Missing values for hyperenrichment analysis indicated that no genes were assigned to these specific subgroups and direction combinations. Missing values for differential enrichment score analysis indicate that, while genes were assigned to these specific subgroups and direction combinations, the enrichment score of the gene set deviated further from control in the alternative subgroup for that partition.
For each of the four statistical testing steps: differential gene expression, gene set hyperenrichment, differential single-sample gene set enrichment, and phenotypic variable testing, multiple hypothesis correction is performed across the aggregate set of p-values across all partitions using the Benjamini-Hochberg FDR correction [@bh]. This correction is performed independently for each of the four testing steps.
vehicle != NULL with featMetric="F" or recalcDataMatrix=TRUE
Associations between the control cohort and remaining cohorts are generated prior to recursive partitioning. Either of these two argument specifications recalculate cohort-level statistics at each partition, many of which will not include the control cohort.

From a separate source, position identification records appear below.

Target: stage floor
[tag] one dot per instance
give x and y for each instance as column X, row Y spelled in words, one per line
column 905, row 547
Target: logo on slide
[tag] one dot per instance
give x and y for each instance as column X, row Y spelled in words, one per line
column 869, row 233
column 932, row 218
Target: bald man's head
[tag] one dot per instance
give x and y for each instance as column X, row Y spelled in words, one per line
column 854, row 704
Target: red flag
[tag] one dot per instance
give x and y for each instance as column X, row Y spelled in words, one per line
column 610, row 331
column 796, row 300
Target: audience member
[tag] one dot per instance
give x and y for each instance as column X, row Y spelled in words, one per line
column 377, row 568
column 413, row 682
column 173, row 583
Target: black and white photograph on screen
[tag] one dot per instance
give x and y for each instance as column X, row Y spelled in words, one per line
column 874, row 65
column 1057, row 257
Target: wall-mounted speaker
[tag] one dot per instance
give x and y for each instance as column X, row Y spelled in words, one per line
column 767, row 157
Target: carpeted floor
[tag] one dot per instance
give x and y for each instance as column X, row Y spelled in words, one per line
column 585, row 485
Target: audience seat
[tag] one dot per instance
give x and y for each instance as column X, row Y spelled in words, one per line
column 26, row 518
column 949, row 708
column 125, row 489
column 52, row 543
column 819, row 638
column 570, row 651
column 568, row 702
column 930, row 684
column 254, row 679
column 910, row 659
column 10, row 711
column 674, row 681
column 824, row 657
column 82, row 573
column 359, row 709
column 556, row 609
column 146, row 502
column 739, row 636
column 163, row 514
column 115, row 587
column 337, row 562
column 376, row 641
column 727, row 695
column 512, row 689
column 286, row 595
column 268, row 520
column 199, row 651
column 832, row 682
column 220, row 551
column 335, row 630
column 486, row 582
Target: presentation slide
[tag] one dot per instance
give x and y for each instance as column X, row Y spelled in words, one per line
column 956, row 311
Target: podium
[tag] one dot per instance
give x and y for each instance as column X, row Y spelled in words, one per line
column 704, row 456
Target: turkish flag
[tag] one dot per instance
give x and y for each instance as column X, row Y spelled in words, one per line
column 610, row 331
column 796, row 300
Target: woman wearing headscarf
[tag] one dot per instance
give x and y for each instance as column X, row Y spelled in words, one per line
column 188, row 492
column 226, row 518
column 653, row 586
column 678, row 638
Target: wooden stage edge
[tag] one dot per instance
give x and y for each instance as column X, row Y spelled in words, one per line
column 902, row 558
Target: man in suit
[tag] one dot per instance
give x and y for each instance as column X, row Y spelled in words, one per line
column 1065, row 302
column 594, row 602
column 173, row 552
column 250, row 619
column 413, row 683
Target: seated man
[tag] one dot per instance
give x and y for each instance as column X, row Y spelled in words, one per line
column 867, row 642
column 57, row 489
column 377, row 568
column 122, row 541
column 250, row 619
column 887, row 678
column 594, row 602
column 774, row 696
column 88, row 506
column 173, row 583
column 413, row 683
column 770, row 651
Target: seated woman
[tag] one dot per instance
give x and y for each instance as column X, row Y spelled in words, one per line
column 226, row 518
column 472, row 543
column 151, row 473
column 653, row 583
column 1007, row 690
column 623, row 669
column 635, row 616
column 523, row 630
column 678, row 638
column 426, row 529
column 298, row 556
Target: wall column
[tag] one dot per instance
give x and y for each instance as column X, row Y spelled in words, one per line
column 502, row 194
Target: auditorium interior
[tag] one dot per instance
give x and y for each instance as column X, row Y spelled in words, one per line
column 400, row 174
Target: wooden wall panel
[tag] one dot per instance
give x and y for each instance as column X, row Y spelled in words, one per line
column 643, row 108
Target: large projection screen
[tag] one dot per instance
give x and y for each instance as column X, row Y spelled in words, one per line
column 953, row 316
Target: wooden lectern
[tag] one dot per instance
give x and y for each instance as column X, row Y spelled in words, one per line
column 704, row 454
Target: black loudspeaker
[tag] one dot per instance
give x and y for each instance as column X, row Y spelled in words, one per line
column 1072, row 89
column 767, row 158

covariates != NULL with featMetric="F" or recalcDataMatrix=TRUE
Adjustments of gene expression values for covariates is performed prior to recursive partitioning. Either of these two argument specifications recalculate cohort-level statistics at each partition, some of which will not will not have any variation of this one or more of the covariates.
cohorts != NULL with infoClass != NULL
Due to additional statistical and computational considerations for modeling data cohort-level information, currently phenotypic variable testing can only be performed for observation-level analysis.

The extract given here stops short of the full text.